Continuamos con la segunda parte de este “especial” por el mes de noviembre.

Una última muestra de amor:
Si hay algo comparable al amor que se siente hacia unos padres y a la tristeza por su pérdida quizás sea la pérdida de un ser amado. Quién que no haya padecido una ruptura amorosa, el saber que ya no estarás con una persona amada y pueda decir lo que se sufre, podría no imaginar el sentimiento de tristeza que produciría perder para siempre a esa persona y no solo su amor. La música también ha sido vehículo para plasmar ese desconsuelo, y también la música procesional. El amor eterno hecho memoria musical que, si los ejemplos vistos hablamos de marchas con gran sensibilidad y carga emotiva por su dedicatoria, cuando la música quiere transmitir la pérdida de un amor se transforma en marchas de una belleza y dulzura indescriptibles a pesar del sentimiento de tristeza y dolor que transmiten. Quizás el amor más puro cuando se hace música.

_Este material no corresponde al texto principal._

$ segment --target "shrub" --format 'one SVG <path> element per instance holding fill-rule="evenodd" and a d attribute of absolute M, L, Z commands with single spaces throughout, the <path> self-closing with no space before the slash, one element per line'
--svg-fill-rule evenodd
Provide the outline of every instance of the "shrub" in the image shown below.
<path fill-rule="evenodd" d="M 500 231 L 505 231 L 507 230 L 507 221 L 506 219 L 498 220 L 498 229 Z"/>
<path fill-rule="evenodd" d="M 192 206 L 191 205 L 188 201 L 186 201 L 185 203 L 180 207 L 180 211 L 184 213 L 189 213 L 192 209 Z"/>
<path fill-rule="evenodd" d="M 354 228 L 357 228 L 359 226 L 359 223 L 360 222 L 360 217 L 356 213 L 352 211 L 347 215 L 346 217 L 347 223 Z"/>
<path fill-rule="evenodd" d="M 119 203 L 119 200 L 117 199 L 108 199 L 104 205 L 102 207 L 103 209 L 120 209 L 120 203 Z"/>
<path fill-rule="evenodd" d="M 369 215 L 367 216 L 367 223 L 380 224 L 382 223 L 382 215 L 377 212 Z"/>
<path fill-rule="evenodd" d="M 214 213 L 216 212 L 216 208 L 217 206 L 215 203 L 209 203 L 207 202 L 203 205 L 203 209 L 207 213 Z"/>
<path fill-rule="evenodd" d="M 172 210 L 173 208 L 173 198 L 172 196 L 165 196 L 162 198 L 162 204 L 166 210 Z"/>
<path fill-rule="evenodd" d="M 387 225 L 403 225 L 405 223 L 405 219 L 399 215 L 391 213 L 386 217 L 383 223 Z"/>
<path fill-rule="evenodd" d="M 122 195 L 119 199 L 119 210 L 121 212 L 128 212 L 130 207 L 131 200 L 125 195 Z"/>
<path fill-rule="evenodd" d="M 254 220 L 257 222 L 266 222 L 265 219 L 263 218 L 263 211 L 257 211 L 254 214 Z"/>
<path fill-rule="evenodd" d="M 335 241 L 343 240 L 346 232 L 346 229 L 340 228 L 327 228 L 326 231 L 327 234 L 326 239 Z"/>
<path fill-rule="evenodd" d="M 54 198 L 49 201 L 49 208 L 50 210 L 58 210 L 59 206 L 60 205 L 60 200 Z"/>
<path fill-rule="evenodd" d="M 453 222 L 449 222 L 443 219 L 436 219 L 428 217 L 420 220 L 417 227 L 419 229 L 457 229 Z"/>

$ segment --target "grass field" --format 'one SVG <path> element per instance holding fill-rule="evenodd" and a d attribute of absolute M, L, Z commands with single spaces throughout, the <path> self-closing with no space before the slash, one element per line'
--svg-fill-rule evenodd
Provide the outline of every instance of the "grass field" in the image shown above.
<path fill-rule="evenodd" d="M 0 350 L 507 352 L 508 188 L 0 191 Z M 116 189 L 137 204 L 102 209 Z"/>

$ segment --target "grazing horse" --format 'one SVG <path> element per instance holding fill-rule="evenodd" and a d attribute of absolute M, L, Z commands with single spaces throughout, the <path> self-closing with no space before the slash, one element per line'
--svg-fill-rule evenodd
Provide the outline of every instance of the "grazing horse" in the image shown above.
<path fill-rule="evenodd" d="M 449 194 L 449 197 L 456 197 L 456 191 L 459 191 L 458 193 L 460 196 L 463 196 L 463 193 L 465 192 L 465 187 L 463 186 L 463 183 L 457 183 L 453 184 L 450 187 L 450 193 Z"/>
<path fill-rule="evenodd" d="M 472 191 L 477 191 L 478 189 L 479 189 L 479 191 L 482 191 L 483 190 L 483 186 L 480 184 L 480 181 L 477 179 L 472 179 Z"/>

“A la memoria de mi querida esposa” dedicaba Ricardo Dorado su marcha fúnebre Getsemaní (1960). A mi gusto personal una de las marchas más sobrecogedoras de las que estamos viendo en estos ejemplos, con un poder de transmisión increíble para ser, como en el caso de Mater Mea (con la que comparte características), una marcha sencilla donde el tratamiento de armonía se basta para hacer de ella una gran marcha sin necesidad de excesos. Se suele decir que los títulos de Ricardo Dorado eran genéricos pero en este caso que el compositor titule como el momento de más duda e incertidumbre de la Pasión de Cristo la marcha que dedica a la pérdida de su esposa parece una clara muestra de intenciones: el dolor, la zozobra, las dudas, la angustia que generan la pérdida del ser amado y que nos llenan de cuestiones encuentran su paralelismo en la intensa agonía que el Señor padeció orando en Getsemaní.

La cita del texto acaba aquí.